Reisülküttab Reisülküttap Nedir, Ne Demektir, Anlamı, Görevi
Reisü’l-küttâb
Arabça bir terim olarak “kâtiblerin reisi” manâsına gelir. Osmanlılarda II. Mahmud’un saltanatının sonlarına kadar, Divân-ı hümâyûn kâtiblerinin amiri olup. Hâriciye Nazırlığı yerinde kullanılan bir tabirdir. Reis Efendi de denilen ve menâsıb-ı sitteden sayılan reisü’l-küttâblık, eski bir maziye sâhibtir. Onun, Fâtih kanunnâmesinde de bulunuşu bunu göstermektedir.
Reisü’l-küttâbların ilk devirlerden 17. asrın sonlarına kadar tedricen ehemmiyetlerin artmasına rağmen, Nişancı’nın maiyyetinde bulunurlardı. Liyakatli olanları nişancılığa geçerdi. Reisu’l-küttâb 17. asrın sonlarına kadar bilfiil Divân-ı hümâyûn, ehemmiyetini kaybedip işler Paşakapısı’na intikal ettikçe Reisü’l-küttâbların mevkii de yükselmiş olurdu. Haricî işler, bunlar vâsıtasıyla tedvir edildiğinden Hariciye Nâzın veya Hariciye Vekili vazifesini görürdü.
Bunların vazifeleri ile ilgili kanunnâmelerde hükümler bulunmaktadır.

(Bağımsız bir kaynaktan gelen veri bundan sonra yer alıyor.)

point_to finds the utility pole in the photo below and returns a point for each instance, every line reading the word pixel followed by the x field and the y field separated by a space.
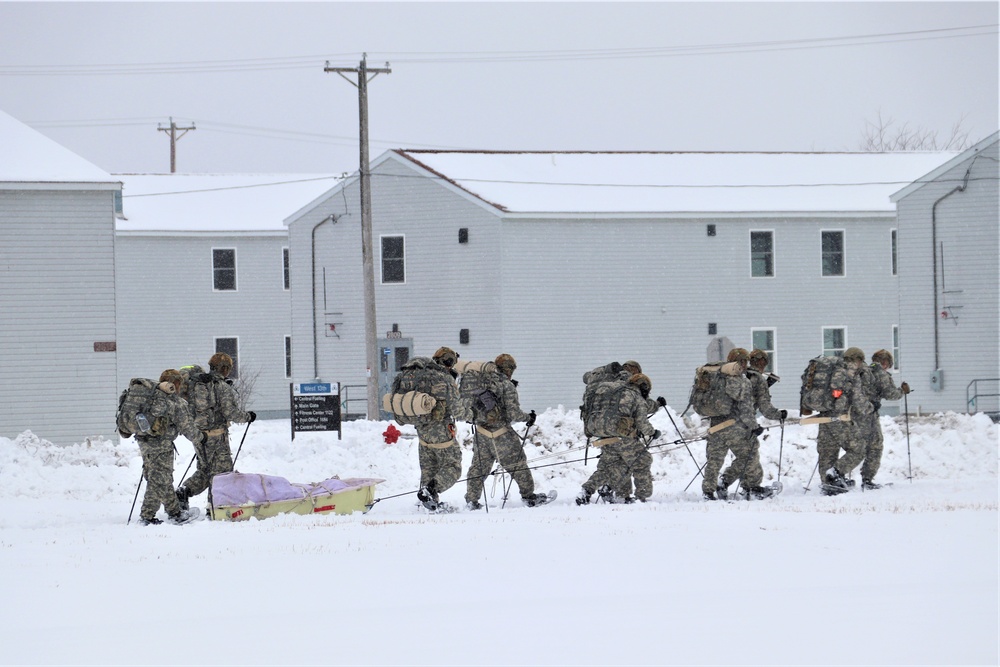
pixel 368 265
pixel 174 138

Reisu’l-küttâb, diğer divan hocaları (müdürleri) gibi softan üst elbisesi ve lokmalı pamuklu iç kaftanı ve başına da mücevveze denilen kavuk giyerdi. Eğer divanda Sadrıazam selimi veya kallavi giymiş ise Reisu’l-küttab’ın o zaman selimî kavuk giymesi lâzımdı. Reisü’l-küttâblar, Sürre ihracında da vazife sahibi idiler. Keza, Şeyhülislam tebdilerinin tebliği bazen bunlar vâsıtasıyle olurdu.